Writing Down the Bones

I have been having a lot of trouble understanding the readings in this class, because like I said in my last blog post. Poetry wouldn't be considered a strength of mines. But I am enjoying reading Writing Down the Bones. I'm sure it is because of the fact that it's not any poems, only stories. But no normal stories, stories that have a meaning that you have to figure out. In class on Tuesday we had to pick our two favorite stories and tell the class why we picked those two out of all the others.

Baking a Cake is the story on page 50.. where the author simply says that you can have all of the ingredients that's in a cake and put them into a bowl, but you still don't have a cake. You have batter, you still have to add heat from the stove to make it plump out and look like cake, you have to add icing, and etc.

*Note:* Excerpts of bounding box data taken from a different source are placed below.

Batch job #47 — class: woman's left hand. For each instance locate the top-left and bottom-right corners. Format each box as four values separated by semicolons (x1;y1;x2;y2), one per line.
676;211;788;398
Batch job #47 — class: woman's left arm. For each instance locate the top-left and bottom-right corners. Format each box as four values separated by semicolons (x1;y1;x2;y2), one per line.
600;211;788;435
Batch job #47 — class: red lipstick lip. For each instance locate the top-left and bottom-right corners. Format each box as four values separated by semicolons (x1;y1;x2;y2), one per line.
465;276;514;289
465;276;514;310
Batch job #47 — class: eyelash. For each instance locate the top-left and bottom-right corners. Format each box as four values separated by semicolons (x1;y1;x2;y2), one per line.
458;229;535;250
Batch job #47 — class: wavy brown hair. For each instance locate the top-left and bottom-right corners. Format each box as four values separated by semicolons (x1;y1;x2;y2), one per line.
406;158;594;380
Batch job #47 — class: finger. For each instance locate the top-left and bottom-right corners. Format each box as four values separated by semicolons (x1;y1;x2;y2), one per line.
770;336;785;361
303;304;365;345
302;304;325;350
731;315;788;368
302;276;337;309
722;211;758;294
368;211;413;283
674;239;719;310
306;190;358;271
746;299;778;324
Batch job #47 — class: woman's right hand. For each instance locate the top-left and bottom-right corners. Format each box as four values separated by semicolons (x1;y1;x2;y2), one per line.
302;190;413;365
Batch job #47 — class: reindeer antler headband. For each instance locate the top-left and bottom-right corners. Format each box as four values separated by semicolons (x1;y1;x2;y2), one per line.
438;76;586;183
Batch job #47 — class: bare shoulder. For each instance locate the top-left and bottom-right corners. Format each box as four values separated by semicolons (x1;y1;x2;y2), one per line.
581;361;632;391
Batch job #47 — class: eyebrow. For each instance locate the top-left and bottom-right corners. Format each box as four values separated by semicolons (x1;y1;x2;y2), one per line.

I think this is very important when comparing to writing, because you can have characters, a setting, a plot, etc. but it doesn't make it a piece of writing until you put them all together and add more verbs, adjectives, and nouns. You always have to put heat (energy) into something for it to be complete, even little things that you think you don't like writing.

Listening was the other one that I chose and in this one the writer talks about how she sang one day and her cousin said that she was tone-deaf, and because of that she had never sang again, just hummed. Until one day she went to a vocal lesson and the teacher told her that there was no such thing as tone-deaf and how music was just about listening to the harmony of the song. I chose this because I think a lot of people go through this in life. Somebody tells them that they can't do something and they listen and never try again... I've seen and heard many dreams being crushed because of listening to someone else.